Distinct Tubulin C-Terminal Tails Control the Efficiency of a Microtubule Severing Machine

Microtubule severing enzymes of the AAA+ family are essential regulators of cytoskeletal remodeling, extracting subunits from the microtubule lattice through ATP-driven conformational changes. Among them, katanin assembles into hexameric structures and binds the negatively charged carboxy-terminal tails (CTTs) of tubulin through its central pore. Experimental studies have shown that different tubulin CTT isotypes can act as either inhibitors or non-inhibitors of katanin-mediated severing, with increased CTT hydrophobicity associated with reduced inhibition. However, the molecular basis underlying this selective behavior remains poorly understood.
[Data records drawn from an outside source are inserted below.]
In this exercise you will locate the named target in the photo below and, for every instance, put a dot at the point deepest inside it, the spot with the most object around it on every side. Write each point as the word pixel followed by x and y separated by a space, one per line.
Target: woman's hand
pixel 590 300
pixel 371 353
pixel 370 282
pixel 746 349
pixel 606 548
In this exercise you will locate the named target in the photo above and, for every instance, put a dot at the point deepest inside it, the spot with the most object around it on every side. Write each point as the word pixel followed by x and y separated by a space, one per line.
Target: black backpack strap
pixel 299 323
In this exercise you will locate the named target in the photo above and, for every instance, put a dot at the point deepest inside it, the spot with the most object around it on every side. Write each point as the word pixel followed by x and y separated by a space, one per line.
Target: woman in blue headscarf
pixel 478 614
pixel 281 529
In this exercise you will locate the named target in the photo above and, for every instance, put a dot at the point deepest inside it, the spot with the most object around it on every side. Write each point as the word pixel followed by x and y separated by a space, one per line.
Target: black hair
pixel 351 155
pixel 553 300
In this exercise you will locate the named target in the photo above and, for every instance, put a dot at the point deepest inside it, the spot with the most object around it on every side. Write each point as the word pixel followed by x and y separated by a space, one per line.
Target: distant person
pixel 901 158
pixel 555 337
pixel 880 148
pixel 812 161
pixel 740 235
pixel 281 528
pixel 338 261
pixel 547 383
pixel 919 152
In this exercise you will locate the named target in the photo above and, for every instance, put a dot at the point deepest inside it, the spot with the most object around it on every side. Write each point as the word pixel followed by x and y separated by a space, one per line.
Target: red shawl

Here, we employed molecular dynamics simulations, and quantitative analysis combining principal component analysis, clustering, and distance distribution analysis, to investigate how natural tubulin CTTs (beta5, beta4b, and beta3), and engineered CTTs (beta5-A+Y, beta5-cterm, beta5-midpoint, and poly-E) influence katanin structure and dynamics in spiral and ring conformations. Our results show that inhibitory CTTs form stronger interactions with the terminal protomers and increase flexibility in the inner protomers, resulting in coordinated motions associated with pore narrowing. In contrast, non-inhibitory CTTs preferentially interact with inner protomers, disrupt interprotomer coordination, weakening the collective grip of the hexamer on the substrate. Analyses of the engineered constructs further revealed that inhibitory behavior is governed primarily by the spatial distribution of acidic residues rather than the overall charge. Additionally, we identified species-specific responses of different CTT isotypes toward the katanin ring state. Together, these findings provide molecular-level insight into how tubulin CTT sequence organization regulates substrate recognition, pore dynamics, and severing efficiency, leading to predictive design of CTTs with a desired action on katanin.